# How to get rid of bugs around outdoor lighting?



## Shpigford

We have a light over our porch right outside our back door. At night the little bugs literally swarm to it...almost to the point where we can't open the back door.

What's the most effective way to kill all these things?


----------



## Nestor_Kelebay

Prolly by putting a brighter light somewhere else in your yard.

If you don't mind bats, you could go to your local library and find out how to build a bat house (like a bird house, but designed to be most suitable for bats).

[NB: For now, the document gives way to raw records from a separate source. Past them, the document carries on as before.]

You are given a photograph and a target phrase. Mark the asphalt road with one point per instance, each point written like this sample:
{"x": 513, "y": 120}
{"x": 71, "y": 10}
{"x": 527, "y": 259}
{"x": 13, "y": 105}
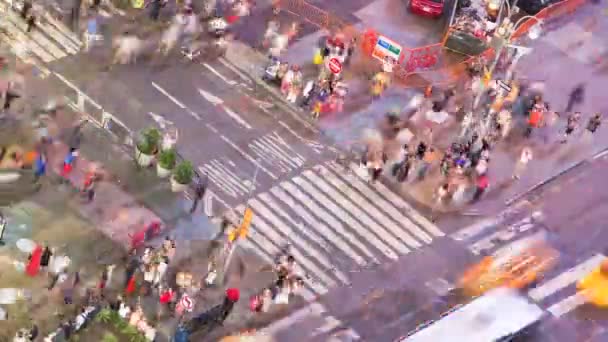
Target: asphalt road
{"x": 389, "y": 301}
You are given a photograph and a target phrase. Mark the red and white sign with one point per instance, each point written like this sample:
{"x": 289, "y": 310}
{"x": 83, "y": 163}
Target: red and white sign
{"x": 187, "y": 302}
{"x": 335, "y": 66}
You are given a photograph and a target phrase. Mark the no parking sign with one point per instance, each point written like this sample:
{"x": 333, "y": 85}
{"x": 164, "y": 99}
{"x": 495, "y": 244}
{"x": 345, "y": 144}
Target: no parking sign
{"x": 187, "y": 302}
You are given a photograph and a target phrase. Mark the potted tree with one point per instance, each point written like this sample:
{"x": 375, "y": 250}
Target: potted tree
{"x": 166, "y": 163}
{"x": 147, "y": 146}
{"x": 182, "y": 176}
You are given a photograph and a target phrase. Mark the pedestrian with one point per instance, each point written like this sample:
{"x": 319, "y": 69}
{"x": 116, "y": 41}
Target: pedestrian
{"x": 481, "y": 185}
{"x": 199, "y": 193}
{"x": 68, "y": 163}
{"x": 576, "y": 97}
{"x": 504, "y": 122}
{"x": 571, "y": 125}
{"x": 31, "y": 22}
{"x": 157, "y": 5}
{"x": 594, "y": 123}
{"x": 25, "y": 9}
{"x": 522, "y": 163}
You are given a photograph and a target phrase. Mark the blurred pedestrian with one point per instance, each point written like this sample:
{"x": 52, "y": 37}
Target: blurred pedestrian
{"x": 522, "y": 163}
{"x": 199, "y": 193}
{"x": 575, "y": 98}
{"x": 571, "y": 125}
{"x": 481, "y": 185}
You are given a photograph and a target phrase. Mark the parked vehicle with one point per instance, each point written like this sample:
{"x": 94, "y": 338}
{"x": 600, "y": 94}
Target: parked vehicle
{"x": 427, "y": 8}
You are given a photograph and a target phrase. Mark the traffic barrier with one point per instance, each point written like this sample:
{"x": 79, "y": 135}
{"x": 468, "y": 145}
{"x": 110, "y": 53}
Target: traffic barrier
{"x": 424, "y": 65}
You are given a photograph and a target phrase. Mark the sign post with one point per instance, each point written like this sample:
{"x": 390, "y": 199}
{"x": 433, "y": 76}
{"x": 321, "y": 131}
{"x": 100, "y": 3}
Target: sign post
{"x": 243, "y": 230}
{"x": 335, "y": 66}
{"x": 387, "y": 48}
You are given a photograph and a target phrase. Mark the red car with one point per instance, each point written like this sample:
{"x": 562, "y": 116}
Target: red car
{"x": 427, "y": 8}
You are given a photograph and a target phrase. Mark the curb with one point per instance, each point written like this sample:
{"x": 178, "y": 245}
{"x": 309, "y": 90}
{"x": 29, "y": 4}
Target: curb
{"x": 565, "y": 170}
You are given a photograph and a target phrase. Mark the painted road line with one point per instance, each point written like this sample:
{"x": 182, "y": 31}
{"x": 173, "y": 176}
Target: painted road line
{"x": 480, "y": 227}
{"x": 236, "y": 117}
{"x": 235, "y": 70}
{"x": 22, "y": 52}
{"x": 508, "y": 233}
{"x": 221, "y": 182}
{"x": 365, "y": 205}
{"x": 49, "y": 46}
{"x": 267, "y": 200}
{"x": 346, "y": 218}
{"x": 62, "y": 28}
{"x": 277, "y": 139}
{"x": 566, "y": 278}
{"x": 243, "y": 184}
{"x": 568, "y": 304}
{"x": 220, "y": 76}
{"x": 248, "y": 157}
{"x": 375, "y": 198}
{"x": 268, "y": 250}
{"x": 310, "y": 268}
{"x": 216, "y": 101}
{"x": 361, "y": 215}
{"x": 336, "y": 225}
{"x": 270, "y": 159}
{"x": 301, "y": 244}
{"x": 31, "y": 45}
{"x": 257, "y": 249}
{"x": 337, "y": 238}
{"x": 399, "y": 202}
{"x": 59, "y": 37}
{"x": 312, "y": 310}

A family of bats will keep the whole neighborhood free of flying insects all summer long. They feed at night and sleep all day.


----------



## martyshel

Put a yellow light bulb in your light instead of a white one. Bugs don't like yellow light nearly as much.


----------



## Ottawa DIYer

Turn off the light, sneak out the door, turn it back on? :laughing:

I dunno ... seems hard to avoid. Bugs like light, plane and simple! 

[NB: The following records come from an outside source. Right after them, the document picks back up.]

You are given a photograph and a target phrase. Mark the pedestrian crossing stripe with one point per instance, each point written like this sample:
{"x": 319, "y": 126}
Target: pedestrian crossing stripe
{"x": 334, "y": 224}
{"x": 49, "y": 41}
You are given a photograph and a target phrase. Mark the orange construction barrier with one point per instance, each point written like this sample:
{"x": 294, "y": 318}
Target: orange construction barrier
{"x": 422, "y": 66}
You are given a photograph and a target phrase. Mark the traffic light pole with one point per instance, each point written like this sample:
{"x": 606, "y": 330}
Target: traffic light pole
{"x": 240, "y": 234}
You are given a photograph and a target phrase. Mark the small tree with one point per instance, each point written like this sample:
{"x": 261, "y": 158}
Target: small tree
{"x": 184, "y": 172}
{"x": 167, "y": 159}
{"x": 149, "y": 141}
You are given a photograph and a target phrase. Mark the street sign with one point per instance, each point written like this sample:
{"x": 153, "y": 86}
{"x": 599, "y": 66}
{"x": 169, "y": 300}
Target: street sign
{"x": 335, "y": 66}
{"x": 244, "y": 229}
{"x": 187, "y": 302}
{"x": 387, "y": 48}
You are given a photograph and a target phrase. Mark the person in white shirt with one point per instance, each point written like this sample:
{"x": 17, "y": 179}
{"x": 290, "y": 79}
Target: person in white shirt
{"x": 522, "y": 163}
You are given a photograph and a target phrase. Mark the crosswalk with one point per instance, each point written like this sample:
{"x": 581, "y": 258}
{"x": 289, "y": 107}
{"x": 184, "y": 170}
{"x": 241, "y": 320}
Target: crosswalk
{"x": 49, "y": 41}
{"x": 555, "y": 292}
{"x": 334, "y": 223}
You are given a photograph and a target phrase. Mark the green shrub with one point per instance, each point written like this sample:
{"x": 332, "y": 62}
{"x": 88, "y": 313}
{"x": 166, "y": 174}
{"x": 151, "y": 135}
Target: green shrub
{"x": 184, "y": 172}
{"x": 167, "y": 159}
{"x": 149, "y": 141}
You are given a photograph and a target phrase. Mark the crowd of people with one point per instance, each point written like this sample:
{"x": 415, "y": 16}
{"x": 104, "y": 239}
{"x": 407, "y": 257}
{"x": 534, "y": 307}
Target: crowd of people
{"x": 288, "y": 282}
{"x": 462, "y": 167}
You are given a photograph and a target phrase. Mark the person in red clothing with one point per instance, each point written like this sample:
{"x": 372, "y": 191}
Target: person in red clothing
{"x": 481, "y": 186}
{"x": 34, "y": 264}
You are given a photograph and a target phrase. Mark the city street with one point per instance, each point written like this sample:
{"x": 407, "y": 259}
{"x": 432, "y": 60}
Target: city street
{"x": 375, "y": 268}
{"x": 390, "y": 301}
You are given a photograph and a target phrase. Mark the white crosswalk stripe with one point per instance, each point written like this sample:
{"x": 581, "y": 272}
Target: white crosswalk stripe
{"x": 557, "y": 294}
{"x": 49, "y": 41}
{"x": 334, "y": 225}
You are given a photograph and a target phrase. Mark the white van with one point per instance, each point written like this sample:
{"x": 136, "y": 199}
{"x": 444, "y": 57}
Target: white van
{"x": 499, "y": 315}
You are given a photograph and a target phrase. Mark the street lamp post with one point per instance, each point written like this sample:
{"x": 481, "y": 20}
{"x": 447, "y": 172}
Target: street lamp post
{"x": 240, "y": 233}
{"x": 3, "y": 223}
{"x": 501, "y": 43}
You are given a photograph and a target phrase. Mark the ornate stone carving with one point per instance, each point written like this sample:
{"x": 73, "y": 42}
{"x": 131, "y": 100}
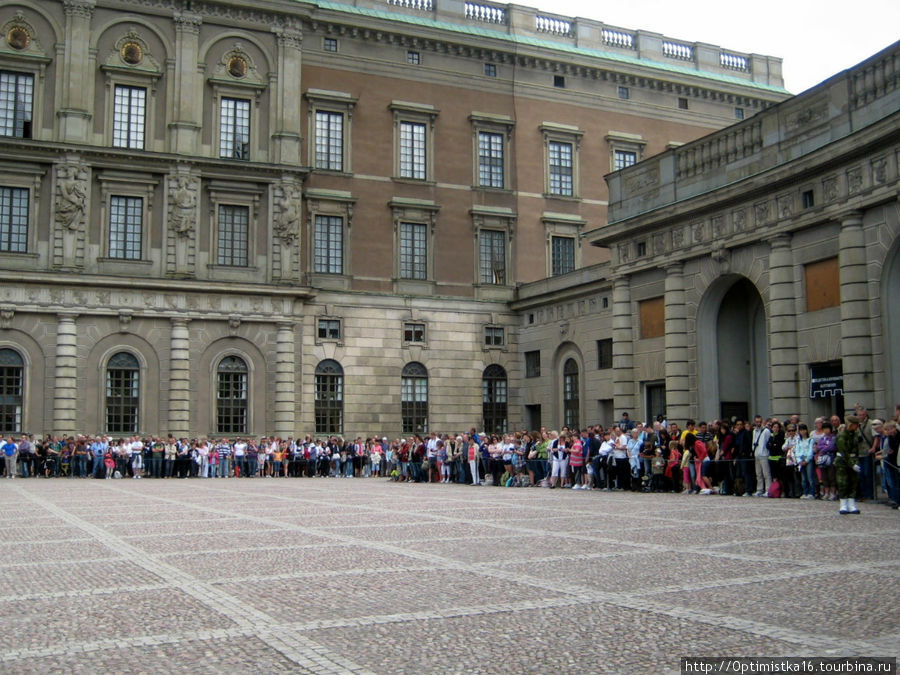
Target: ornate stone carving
{"x": 879, "y": 170}
{"x": 761, "y": 210}
{"x": 854, "y": 180}
{"x": 287, "y": 213}
{"x": 184, "y": 194}
{"x": 829, "y": 188}
{"x": 71, "y": 195}
{"x": 785, "y": 206}
{"x": 7, "y": 312}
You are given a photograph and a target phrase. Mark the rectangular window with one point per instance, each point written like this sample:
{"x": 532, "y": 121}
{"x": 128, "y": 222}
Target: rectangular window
{"x": 490, "y": 159}
{"x": 412, "y": 150}
{"x": 823, "y": 284}
{"x": 233, "y": 236}
{"x": 414, "y": 332}
{"x": 126, "y": 215}
{"x": 533, "y": 364}
{"x": 329, "y": 140}
{"x": 604, "y": 354}
{"x": 330, "y": 329}
{"x": 328, "y": 245}
{"x": 494, "y": 336}
{"x": 623, "y": 159}
{"x": 413, "y": 251}
{"x": 562, "y": 255}
{"x": 14, "y": 220}
{"x": 560, "y": 168}
{"x": 16, "y": 102}
{"x": 129, "y": 110}
{"x": 653, "y": 318}
{"x": 234, "y": 129}
{"x": 493, "y": 257}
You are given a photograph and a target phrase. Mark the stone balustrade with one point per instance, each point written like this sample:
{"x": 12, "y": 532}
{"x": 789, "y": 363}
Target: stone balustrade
{"x": 591, "y": 34}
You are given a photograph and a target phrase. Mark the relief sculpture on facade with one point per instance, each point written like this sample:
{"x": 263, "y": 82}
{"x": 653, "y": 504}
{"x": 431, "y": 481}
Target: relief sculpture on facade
{"x": 71, "y": 195}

A bathouse would be an interesting idea ... I might try that out myself, just because I find bats to be pretty fasinating!


----------



## FrankTheTorontoRealtor

*All excellent answers but the only way is...*

To move the light away from the door. 100% satisfaction Guarenteed.

If you don't know how to remove the fixture and rerun a line to another fixture location away from the door then you can post that question next:thumbsup:


----------



## Mike Swearingen

Put a brighter light in an eave fixture on a backyard corner and a yellow bulb in the porch light as suggested.
Mike


----------



## Kap

Replace the lamp with a tiki torch.


----------



## comp

Kap said:


> Replace the lamp with a tiki torch.


 
and what oil ????


----------



## DIYtestdummy

comp said:


> and what oil ????


Citronella. They sell it in gallon jugs at any box store and most hardware stores.

_EDIT:_ Oh, and be careful - I had an old one burst into flames a couple nights ago at our bbq. It was a mix of sun-dried/dry-rotted bamboo, hot dry air, and I think some of the oil spilled on the wood. Kept the bugs away, though!

I have a bug zapper too, but I think it draws in all the bugs from the neighborhood and many are too happy drinking my blood to kill themselves in "the light.".


----------



## Bugzilla

Getting rid of moths around night lights is not easy. Moths are polinators and food for birds and other wildlife, so you want to avoid killing them if at all possible. They are attracted to the ultra-violet rays of light. Light filters are an option, or change outside lamps to low-watt orange-colored bulbs. Make sure that your garage door is closed. It's a natural light-trap and moth magnet.

Bugzilla out --


----------